API token authentication sequence

Client obtaining and using bearer tokens for API requests.

APIs need a way to know which client is asking and whether they're allowed. This template shows the standard pattern: the client asks for a token by proving who they are, uses that token to call the API, and when it expires, exchanges a refresh token for a fresh one without re-authenticating. It's the foundation of nearly every modern API's security.

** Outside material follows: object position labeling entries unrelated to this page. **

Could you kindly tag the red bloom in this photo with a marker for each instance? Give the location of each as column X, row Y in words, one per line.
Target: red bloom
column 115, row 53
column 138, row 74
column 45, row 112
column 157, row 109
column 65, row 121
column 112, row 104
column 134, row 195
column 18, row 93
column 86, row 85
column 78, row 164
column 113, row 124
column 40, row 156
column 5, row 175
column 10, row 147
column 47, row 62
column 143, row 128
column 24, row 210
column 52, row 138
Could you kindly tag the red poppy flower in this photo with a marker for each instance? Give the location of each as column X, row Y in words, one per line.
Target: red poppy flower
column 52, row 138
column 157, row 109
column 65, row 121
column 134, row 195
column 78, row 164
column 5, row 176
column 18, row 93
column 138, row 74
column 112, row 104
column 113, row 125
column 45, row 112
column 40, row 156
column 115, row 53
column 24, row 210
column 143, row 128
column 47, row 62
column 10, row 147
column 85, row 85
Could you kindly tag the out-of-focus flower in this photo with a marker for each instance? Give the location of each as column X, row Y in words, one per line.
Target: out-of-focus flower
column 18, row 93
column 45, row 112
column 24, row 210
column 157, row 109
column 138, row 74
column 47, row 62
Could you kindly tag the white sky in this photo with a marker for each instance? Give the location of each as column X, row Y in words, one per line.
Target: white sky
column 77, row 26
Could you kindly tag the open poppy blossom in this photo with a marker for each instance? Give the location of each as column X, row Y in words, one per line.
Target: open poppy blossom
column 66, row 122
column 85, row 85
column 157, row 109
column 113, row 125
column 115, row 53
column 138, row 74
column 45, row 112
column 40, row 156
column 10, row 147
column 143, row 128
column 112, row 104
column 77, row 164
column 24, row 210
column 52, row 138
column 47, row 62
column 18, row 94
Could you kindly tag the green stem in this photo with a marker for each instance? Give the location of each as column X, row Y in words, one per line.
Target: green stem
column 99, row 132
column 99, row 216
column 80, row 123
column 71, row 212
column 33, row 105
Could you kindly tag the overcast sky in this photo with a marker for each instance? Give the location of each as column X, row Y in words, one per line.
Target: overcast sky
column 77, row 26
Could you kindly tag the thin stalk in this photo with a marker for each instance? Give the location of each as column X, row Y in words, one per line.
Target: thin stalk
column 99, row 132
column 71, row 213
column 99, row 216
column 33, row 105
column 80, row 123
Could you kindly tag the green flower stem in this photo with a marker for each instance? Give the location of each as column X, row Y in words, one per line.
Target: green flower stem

The actor is a client — a mobile app, a backend service, a third-party tool — because the flow is identical whether it's code or a user. The two participants are the API server (which guards the resources) and a separate auth service (which issues tokens). Separating them makes it clear that authentication is a distinct concern.

When to use this template

  • Designing a new API — decide on access tokens vs. API keys, token lifetime, and refresh strategy before you write the security code.
  • Onboarding API consumers — show partners how to request tokens and include them in every request; this diagram is often clearer than prose in your API docs.
  • Security review — auditors expect to see token issuance, expiration, and refresh in this order. Showing it visually answers most of their questions up front.

How to adapt it

Customize the Auth Service name to match your system — Keycloak, Auth0, your custom service — and adjust the token lifetime and refresh strategy:

  • Longer-lived tokens — if all clients are backend services on secure networks, extend token lifetime to hours or days and remove the refresh step.
  • Token revocation — add a step where the API checks a revocation list instead of just verifying the token signature (slower but enables instant logout).
  • Scope-based access — include the scopes in the token response and show the API checking them: e.g., 'GET /profile requires scope:profile'.

Mermaid code

Copy it anywhere Mermaid is supported — GitHub, Notion, or your docs.

sequenceDiagram
    actor Client
    participant API Server
    participant Auth Service
    
    Client->>Auth Service: POST /token (credentials)
    Auth Service->>Auth Service: Validate credentials
    Auth Service-->>Client: Bearer token + expiry
    
    Client->>API Server: GET /resource (Authorization: Bearer token)
    API Server->>Auth Service: Verify token
    Auth Service-->>API Server: Token valid ✓
    API Server-->>Client: Resource data
    
    Note over Client,Auth Service: Token expires
    Client->>Auth Service: POST /token/refresh
    Auth Service-->>Client: New bearer token

Frequently asked questions

What is a bearer token and how does it differ from OAuth?
A bearer token is any opaque string in an Authorization header that grants API access — the server checks its signature or looks it up in a cache to verify it's real. OAuth is a delegation protocol (e.g., 'let this app access my Google photos without knowing my password'); bearer tokens are the token type OAuth uses, but also used in simpler schemes like API keys. This diagram shows the token flow for a service-to-service API or a single-tenant app.
Should I issue short-lived access tokens and refresh tokens like in the diagram?
Yes, if the token could be compromised (e.g., it lives in a mobile app or browser). Short-lived access tokens (5–15 min) limit the window if one leaks; refresh tokens (days/weeks) let you reissue access without re-authenticating. If tokens only live on secure servers, a longer access token (hours) is fine. The diagram shows the safer pattern.
What happens if a token expires mid-request?
The API returns 401 Unauthorized. The client catches this, exchanges the refresh token for a new access token, retries the request, and the second attempt succeeds. Add a retry loop in the diagram if you want to show this — Client retries after the Auth Service issues a new token.
How do I adapt this for API keys, mTLS, or JWT validation?
For API keys, skip the token request — the client already has one and sends it in every request. For mTLS, skip the token entirely and use mutual TLS certificates instead. For JWT validation, the Auth Service signs tokens instead of storing them, and the API Server validates the signature locally (no network call to Auth Service to verify). The structure is the same; implementation details change.